# why does createtorrent take SO long?



## wonslung (Sep 9, 2009)

I've been using the createtorrent program from /usr/ports/net-p2p/createtorrent and it is unusually slow.  I'm wondering if this is the norm for this software and if there is a better option.  I use rtorrent as my client so i NEED to be able to create new torrents, i thought this program was the best option for me but i'm wondring if i am wrong..

any ideas?


----------



## graudeejs (Sep 9, 2009)

try creating torrents with
net-p2p/transmission-cli
I think it's pretty fast


----------



## wonslung (Sep 9, 2009)

killasmurf86 said:
			
		

> try creating torrents with
> net-p2p/transmission-cli
> I think it's pretty fast



yes, thanks, it's VERY fast....i don't understand why /usr/ports/net-p2p/createtorrent is so slow but just to give you an idea, a 1.2 gb torrent took over one hour to make, with /usr/ports/net-p2p/transmission-cli it took 35 seconds....and the syntax is virtually the same...thanks so much....

I wonder if that program has some "linuxism" in the code making it SUCK on freebsd


----------



## graudeejs (Sep 9, 2009)

Wow, that was REALLY SLOOOOOOOOOOW


you may also want to check
net-p2p/transmission-daemon and www/transmission-web

there's also net-p2p/transmission-gtk2


----------



## Aprogas (Sep 9, 2009)

I am guessing createtorrent has very poorly written checksum/hashing code and/or it uses way too much memory and has to swap all the time.


----------



## wonslung (Sep 10, 2009)

transmission-cli is perfect.  I use rtorrent mostly for my actual torrent needs, and the rutorrent front-end.  The main developer of rutorrent has made some great plugins for it, one of them uses createtorrent to make torrents.  I think it must work fine on linux....i've informed him of the issue with it on FreeBSD and i'm pretty sure he'll add support for transmission-cli.  The syntax is VERY similar so i doubt it's REALLY hard.

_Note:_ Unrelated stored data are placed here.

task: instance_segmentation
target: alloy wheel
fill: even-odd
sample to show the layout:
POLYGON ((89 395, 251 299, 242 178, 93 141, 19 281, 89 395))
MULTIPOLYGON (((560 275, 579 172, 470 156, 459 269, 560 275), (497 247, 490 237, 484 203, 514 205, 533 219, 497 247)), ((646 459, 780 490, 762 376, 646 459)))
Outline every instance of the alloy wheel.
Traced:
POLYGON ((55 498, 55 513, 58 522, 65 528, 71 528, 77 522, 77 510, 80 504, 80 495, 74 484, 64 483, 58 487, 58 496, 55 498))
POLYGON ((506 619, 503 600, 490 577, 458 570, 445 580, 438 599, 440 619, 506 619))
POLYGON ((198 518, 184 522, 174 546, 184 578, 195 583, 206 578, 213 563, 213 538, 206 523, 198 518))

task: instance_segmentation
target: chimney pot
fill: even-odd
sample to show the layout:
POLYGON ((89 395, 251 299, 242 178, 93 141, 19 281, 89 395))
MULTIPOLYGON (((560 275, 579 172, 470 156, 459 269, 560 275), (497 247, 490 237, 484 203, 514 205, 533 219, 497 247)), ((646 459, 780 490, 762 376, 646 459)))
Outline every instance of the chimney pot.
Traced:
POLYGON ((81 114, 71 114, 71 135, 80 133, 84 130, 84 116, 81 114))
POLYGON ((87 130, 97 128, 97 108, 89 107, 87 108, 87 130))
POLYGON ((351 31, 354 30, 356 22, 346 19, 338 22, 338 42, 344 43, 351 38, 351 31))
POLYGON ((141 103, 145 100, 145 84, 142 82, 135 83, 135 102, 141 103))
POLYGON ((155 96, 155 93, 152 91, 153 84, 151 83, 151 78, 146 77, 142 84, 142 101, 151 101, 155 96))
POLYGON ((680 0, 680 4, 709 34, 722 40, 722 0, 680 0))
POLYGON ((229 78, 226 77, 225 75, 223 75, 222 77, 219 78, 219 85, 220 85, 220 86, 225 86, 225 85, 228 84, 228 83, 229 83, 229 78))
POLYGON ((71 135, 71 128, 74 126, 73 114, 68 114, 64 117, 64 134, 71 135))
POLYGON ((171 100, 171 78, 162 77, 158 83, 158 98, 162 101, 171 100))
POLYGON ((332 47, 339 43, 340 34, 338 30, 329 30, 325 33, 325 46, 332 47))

I've also emailed the developers of createtorrent to let them know how bad it is on FreeBSD....It shouldn't take an hour to make a signle torrent.


EDIT:
if anyone cares, the developer of the rutorrent webui for rtorrent has added transmissioncli as another options instead of createtorrent for the create plugin.  thanks again for the suggestion to try this. Just thought i'd edit the post as a followup if anyone cared.


----------